As críticas do Bloco de Esquerda às privatizações na saúde não são novas, os argumentos repetem-se. Neste caso, o de que os hospitais privados terão pedido 13 mil euros por cada doente Covid-19 para apoiar no combate à pandemia. Já em janeiro a candidata presidencial apoiada pelo partido, Marisa Matias, tinha usado o mesmo argumento enganador durante um debate entre os candidatos e o Observador tinha feito a verificação dos factos.

Durante o discurso de abertura da XII Convenção do Bloco de Esquerda, Catarina Martins retomou a mesma acusação quando afirmou que “a gestão do SNS tem favorecido os hospitais privados”, acusando-os de querer “cobrar 13 mil euros por cada doente Covid”.

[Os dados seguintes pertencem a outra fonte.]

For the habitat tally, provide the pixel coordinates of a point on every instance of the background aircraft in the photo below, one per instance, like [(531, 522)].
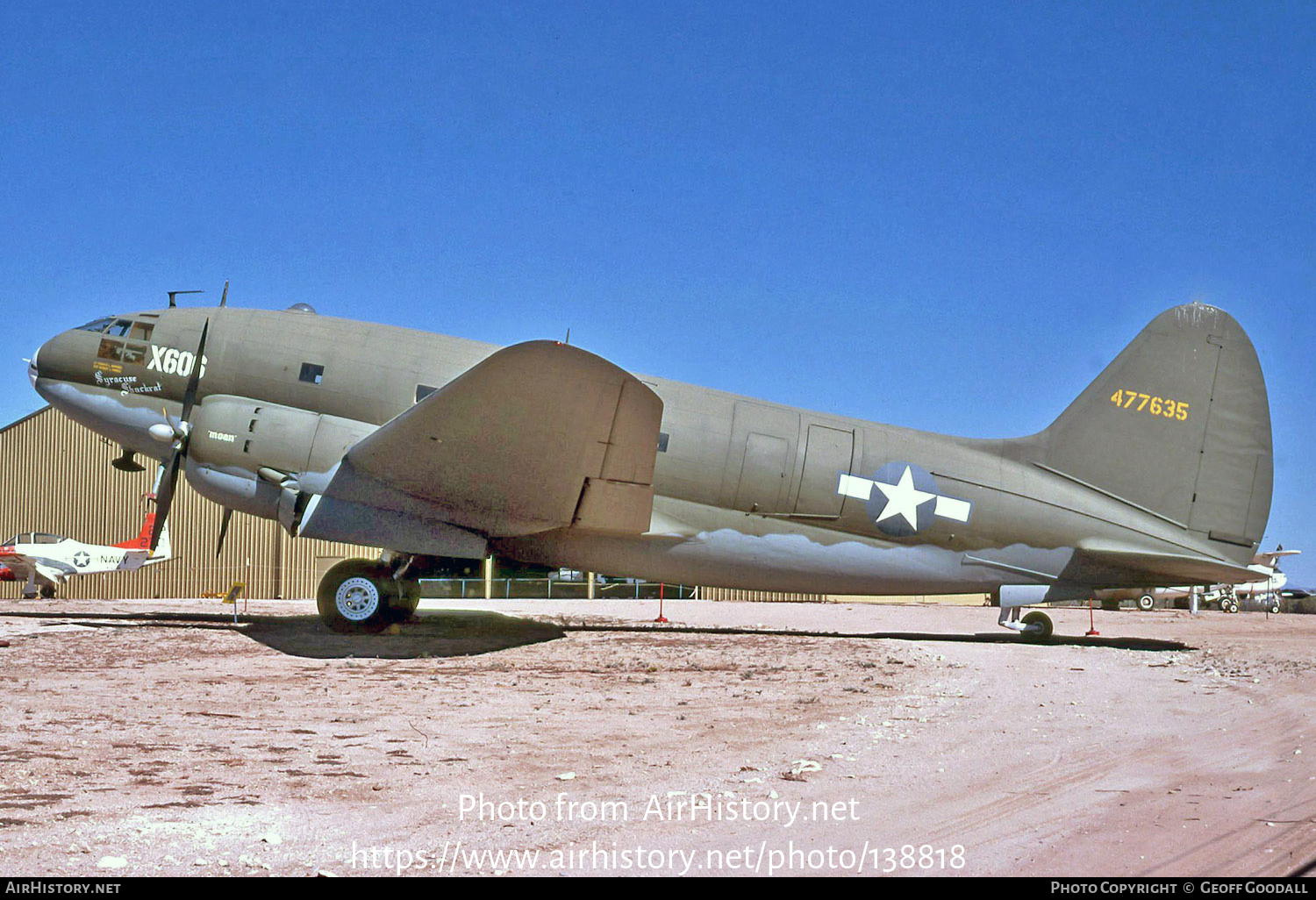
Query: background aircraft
[(1266, 565), (46, 561), (437, 447)]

Nas primeiras semanas da pandemia, que chegou oficialmente a Portugal em março de 2020, com a deteção do primeiro doente infetado com o novo coronavírus, o Ministério da Saúde estabeleceu um acordo com os operadores privados de saúde onde se fixavam os valores a pagar pelo Estado aos hospitais que recebessem doentes encaminhados pelo serviço público. Nesse acordo, era fixado um valor máximo: 12.861 euros, ou seja, um montante em linha com o referido pela líder do Bloco de Esquerda. Mas esse não era um valor para todos os doentes e não decorreu de uma exigência unilateral dos privados.

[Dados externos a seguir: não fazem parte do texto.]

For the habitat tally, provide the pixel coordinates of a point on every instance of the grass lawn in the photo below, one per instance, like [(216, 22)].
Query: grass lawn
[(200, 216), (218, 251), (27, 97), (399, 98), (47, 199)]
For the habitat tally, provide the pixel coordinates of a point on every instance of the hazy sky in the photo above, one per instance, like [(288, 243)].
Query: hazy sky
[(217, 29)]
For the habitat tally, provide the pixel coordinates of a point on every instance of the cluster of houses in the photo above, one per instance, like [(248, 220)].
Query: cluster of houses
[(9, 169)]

Os cerca de 13 mil euros diziam respeito aos doentes em estado mais grave. Casos em que, estando positivas para a Covid-19, estas pessoas necessitassem de internamento e que esse internamento se prolongasse por mais de quatro dias e obrigasse a um nível de cuidados mais intensivo, nomeadamente com recurso a ventilação assistida. Tratava-se, portanto, do valor máximo que o Estado poderia pagar por cada doente aos operadores privados na área da saúde, desde o momento em que fossem referenciados até ao momento em que recebessem a alta clínica.

De resto, no caso de um doente encaminhado pelo Serviço Nacional de Saúde cujo estado de saúde não fosse tão grave e não precisasse de receber oxigénio, ou que precisasse desse apoio num período até 96 horas (os tais quatro dias), o valor a pagar pelo Estado baixava consideravelmente: não ia além dos 1.962 euros por doente.

À data, a ministra da Saúde Marta Temido deixava claro que foi o Governo quem propôs este acordo aos privados e, depois, as entidades que se revissem nos termos da proposta poderiam aderir ao acordo. Não se tratou de uma exigência dos privados.  “As entidades que operam no sector privado e social podem, se assim o entenderem e desde que haja necessidade confirmada pelas entidades hospitalares e pelas Administrações Regionais de Saúde, integrar as respostas à Covid-19″, assinalou a ministra da Saúde.

Mas o acordo inicialmente proposto pelo ministério da Saúde acabou por ser revisto meses mais tarde, em novembro, estabelecendo um valor mais baixo por cada doente grave a tratar no setor privado da saúde. Nesse momento, os valores passaram a fixar-se entre os 8.431 euros (para os doentes mais graves) e os 2.495 euros (para os menos graves). A ministra da Saúde esclareceu ainda, aquando da revisão dos valores, que os montantes iniciais se fizeram “por aproximação”, dada a falta de conhecimento e de informação sobre a forma como o vírus se comportava e sobre como os doentes reagiam aos tratamentos.

“Em abril de 2020, quando a Administração Central do Sistema de Saúde preparou a primeira convenção extraordinária, não havia casuística que permitisse apurar um preço específico. Foi um preço por aproximação. A esta data já temos sete, oito meses de disponibilidade de dados dos custos do SNS, e foi com base nesse costeio que se fez a revisão de preço”, explicou Marta Temido na conferência de imprensa em que foi anunciada a revisão dos valores, em meados de novembro.

Conclusão

Os 13 mil euros a que Catarina Martins voltou a referir são um valor máximo de referência e que só se aplicava aos casos mais graves de doentes que fossem encaminhados pelos hospitais públicos para o privado e que foram propostos pelo ministério da Saúde e não “pedidos” pelos hospitais privados. Se não precisassem de ventilação assistida ou se apenas precisassem desse apoio até 96 horas durante o internamento, o montante baixava para menos de 2 mil euros. Na intervenção, Catarina Martins omite que o valor foi proposto logo no início da pandemia e sugerido pelo ministério da Saúde o mesmo que, meses mais tarde, acabou por reajustar os montantes.